Feature name: Persist State PubSub
Associated: https://github.com/MaterializeInc/database-issues/issues/5515

Summary

Complementing Persist's polling-based discovery of new state with pub-sub updates.

Motivation

tl;dr

Reduces CockroachDB read traffic to near zero, reducing current CPU usage by 20-30% (relative to total usage). This will allow us to scale down our clusters further.
Reduces the median latency of observing new data written to a shard from ~300ms to single digit millis

Full context:

Persist stores the state related to a particular shard in Consensus, which today is implemented on CockroachDB (CRDB). When any changes to state occur, such as frontier advancement or new data being written, a diff with the relevant change is appended into Consensus. Any handles to the shard can read these diffs, and apply them to their state to observe the latest updates.

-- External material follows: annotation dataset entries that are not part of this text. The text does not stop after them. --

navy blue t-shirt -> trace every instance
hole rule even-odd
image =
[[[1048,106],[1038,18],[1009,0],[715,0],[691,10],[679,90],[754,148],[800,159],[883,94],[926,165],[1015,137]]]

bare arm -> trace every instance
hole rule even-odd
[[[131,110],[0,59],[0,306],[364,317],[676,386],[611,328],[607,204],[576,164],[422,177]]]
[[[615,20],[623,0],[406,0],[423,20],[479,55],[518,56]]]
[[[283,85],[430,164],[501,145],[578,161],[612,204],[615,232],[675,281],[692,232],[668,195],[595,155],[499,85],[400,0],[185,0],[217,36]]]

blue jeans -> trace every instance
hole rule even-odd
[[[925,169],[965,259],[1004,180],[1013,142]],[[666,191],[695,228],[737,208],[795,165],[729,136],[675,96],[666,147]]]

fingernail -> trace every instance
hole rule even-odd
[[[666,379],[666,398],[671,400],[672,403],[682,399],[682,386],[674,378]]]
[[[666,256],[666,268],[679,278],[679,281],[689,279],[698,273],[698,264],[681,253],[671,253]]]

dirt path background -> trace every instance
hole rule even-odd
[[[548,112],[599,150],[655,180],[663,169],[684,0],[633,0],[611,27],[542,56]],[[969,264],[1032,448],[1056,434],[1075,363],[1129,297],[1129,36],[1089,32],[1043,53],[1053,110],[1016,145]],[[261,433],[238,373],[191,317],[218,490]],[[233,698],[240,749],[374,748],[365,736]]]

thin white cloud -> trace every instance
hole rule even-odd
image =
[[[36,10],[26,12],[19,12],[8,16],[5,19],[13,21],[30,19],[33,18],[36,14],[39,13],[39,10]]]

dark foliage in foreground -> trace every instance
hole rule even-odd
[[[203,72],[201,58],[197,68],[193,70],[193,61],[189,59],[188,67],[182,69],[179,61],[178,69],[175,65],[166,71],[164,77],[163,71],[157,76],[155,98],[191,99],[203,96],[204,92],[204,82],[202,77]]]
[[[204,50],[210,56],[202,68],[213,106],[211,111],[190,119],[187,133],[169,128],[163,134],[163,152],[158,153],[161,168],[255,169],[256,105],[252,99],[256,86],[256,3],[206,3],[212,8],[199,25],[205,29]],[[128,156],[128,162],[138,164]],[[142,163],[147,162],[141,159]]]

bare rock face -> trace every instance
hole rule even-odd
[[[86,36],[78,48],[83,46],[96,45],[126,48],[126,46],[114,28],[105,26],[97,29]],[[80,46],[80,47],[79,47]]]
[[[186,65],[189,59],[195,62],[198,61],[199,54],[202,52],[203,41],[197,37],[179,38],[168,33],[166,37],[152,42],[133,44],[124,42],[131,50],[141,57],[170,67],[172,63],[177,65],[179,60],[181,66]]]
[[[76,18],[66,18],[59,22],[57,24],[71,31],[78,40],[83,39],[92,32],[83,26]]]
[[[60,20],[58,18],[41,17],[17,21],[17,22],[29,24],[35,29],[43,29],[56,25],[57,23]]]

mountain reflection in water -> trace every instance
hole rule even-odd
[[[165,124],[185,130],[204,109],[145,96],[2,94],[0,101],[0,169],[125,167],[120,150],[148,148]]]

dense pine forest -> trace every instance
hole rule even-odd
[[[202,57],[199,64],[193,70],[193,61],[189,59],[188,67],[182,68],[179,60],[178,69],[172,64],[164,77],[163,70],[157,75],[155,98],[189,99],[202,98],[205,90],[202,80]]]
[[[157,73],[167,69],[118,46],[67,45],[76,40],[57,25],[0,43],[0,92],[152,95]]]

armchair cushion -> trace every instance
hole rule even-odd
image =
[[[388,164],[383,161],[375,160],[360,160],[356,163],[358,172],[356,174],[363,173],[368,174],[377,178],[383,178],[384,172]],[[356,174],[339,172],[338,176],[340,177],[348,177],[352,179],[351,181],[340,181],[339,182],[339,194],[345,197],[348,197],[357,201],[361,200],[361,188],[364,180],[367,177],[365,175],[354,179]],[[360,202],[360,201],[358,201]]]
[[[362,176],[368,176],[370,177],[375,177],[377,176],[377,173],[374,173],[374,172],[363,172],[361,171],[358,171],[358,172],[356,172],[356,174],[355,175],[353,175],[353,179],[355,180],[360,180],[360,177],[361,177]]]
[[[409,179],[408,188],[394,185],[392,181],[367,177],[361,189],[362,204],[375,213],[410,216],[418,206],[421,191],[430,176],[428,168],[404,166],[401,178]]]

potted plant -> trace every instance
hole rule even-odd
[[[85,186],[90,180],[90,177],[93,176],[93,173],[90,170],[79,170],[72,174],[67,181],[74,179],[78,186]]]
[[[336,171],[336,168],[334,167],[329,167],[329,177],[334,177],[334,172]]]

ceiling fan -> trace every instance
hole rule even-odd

However, today, we lack a way to promptly discover newly appended diffs beyond continuous polling of Consensus/CRDB. This means that ongoing read handles to a shard, such as those powering Materialized Views or Subscribe queries, must poll Consensus to learn about progress. This polling today contributes ~30% of our total CRDB CPU usage, and introduces ~300ms worth of latency (and ~500ms in the worst case) between when a diff is appended into Consensus and when the read handles are actually able to observe the change and progress their dataflows.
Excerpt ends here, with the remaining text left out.